Local Hospital Deems Medical Students ‘Worse Than Hospital-Acquired Infections’

The Jugular is investigating emerging reports that medical students doing their placements at a local hospital have been branded ‘a security threat’, no longer allowed access to critical areas of the institution. The new policy enacted approximately six months ago sees all local medical students refused entry to the operating theatres, ICU, emergency department, wards, and staff tea rooms without being accompanied by a doctor for fear of ‘incessant questioning and intolerable hovering’.

In a form of passive protest, staff toilets have now also been restricted with swipe-card-only access, forcing cardless medical students to go to the bathroom in squalor amongst the rest of the community.

“This is ridiculous,” vented one senior medical student. “We are Senior Medical Students and universal hospital access is critical for our learning. We are tired of being trapped in places like locked stairwells for over an hour because our team forgot about us when we stopped momentarily to pick up a pen and then the door closed behind them and you don’t have a swipe-card or mobile signal and after about five minutes you can feel the walls closing in and you start thinking ‘Oh my God I haven’t even planned my will and my family will be devastated I can’t believe I’m going to die before graduation and-’”. She cleared her throat. “You get trapped one time and interns start calling you ‘Dr Rapunzel’ forever. Unbelievable.”

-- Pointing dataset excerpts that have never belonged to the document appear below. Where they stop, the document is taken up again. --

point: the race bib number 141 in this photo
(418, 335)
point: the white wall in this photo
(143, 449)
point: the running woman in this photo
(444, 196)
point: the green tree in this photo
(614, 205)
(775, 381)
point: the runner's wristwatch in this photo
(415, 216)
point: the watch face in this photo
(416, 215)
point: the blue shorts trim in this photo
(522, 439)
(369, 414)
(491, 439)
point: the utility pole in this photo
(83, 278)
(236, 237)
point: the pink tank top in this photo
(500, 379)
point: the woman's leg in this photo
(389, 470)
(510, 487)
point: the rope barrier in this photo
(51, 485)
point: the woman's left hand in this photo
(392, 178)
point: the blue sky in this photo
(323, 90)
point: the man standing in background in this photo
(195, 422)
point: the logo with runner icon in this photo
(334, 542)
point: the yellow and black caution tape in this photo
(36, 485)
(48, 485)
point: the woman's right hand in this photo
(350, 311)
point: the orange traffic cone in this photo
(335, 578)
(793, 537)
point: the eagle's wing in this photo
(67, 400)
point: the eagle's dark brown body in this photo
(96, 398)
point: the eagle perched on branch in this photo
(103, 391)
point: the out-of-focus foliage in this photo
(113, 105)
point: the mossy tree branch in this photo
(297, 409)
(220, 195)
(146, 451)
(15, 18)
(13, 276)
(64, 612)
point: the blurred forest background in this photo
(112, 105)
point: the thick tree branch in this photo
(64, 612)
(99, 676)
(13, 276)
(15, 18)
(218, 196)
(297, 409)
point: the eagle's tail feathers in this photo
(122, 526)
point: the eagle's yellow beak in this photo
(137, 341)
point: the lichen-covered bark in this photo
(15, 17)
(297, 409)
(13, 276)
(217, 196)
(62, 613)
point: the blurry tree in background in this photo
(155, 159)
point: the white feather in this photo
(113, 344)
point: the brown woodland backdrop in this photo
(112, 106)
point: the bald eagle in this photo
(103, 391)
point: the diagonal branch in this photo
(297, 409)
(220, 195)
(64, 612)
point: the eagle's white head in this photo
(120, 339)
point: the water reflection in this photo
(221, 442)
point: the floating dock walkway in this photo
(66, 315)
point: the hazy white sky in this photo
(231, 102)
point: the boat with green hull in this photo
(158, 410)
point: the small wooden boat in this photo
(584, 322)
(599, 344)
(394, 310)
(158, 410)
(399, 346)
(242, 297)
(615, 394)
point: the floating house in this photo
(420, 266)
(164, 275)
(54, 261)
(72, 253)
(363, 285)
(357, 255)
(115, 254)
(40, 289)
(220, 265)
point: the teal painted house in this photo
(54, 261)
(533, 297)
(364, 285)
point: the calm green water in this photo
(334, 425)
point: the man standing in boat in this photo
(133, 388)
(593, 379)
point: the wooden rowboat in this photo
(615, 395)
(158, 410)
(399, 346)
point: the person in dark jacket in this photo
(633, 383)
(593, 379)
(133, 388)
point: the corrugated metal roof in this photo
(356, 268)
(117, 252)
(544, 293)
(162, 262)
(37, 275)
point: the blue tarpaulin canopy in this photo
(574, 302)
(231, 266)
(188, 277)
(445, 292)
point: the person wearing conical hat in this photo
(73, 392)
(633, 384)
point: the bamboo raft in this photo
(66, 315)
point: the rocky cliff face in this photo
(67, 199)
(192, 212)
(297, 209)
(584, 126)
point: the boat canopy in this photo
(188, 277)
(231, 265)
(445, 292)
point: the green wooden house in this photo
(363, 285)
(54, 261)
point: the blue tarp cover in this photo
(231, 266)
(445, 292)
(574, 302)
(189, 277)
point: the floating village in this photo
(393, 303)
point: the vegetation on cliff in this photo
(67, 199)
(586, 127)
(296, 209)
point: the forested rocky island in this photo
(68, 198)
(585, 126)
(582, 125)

When questioned about the supposed claim that elective students from overseas receive unrestricted access to all areas of the hospital, including tea rooms, Mr Max Lockdowney, head of security department at this particular hospital commented that “Overseas students do not exceed their daily milk allotment of 4L, and they certainly to do attempt to replenish their supply by stealing from the radiology tea rooms”.

“They may legally be adults, but these students are in desperate need of a chaperone. At all times. I can’t tell you how many table-tennis injuries I’ve seen over the past decade…Seventy-three.”

Although unsubstantiated, there are claims that a faction of medical students at this hospital have resolved to attend all placements dressed like Plague Doctors during the Black Death, as a reminder of the true perils of hospital-acquired infections. While the plan is less than genius, at least in comparison to one of the worst epidemics in Western history, perhaps medical students won’t seem all that insufferable.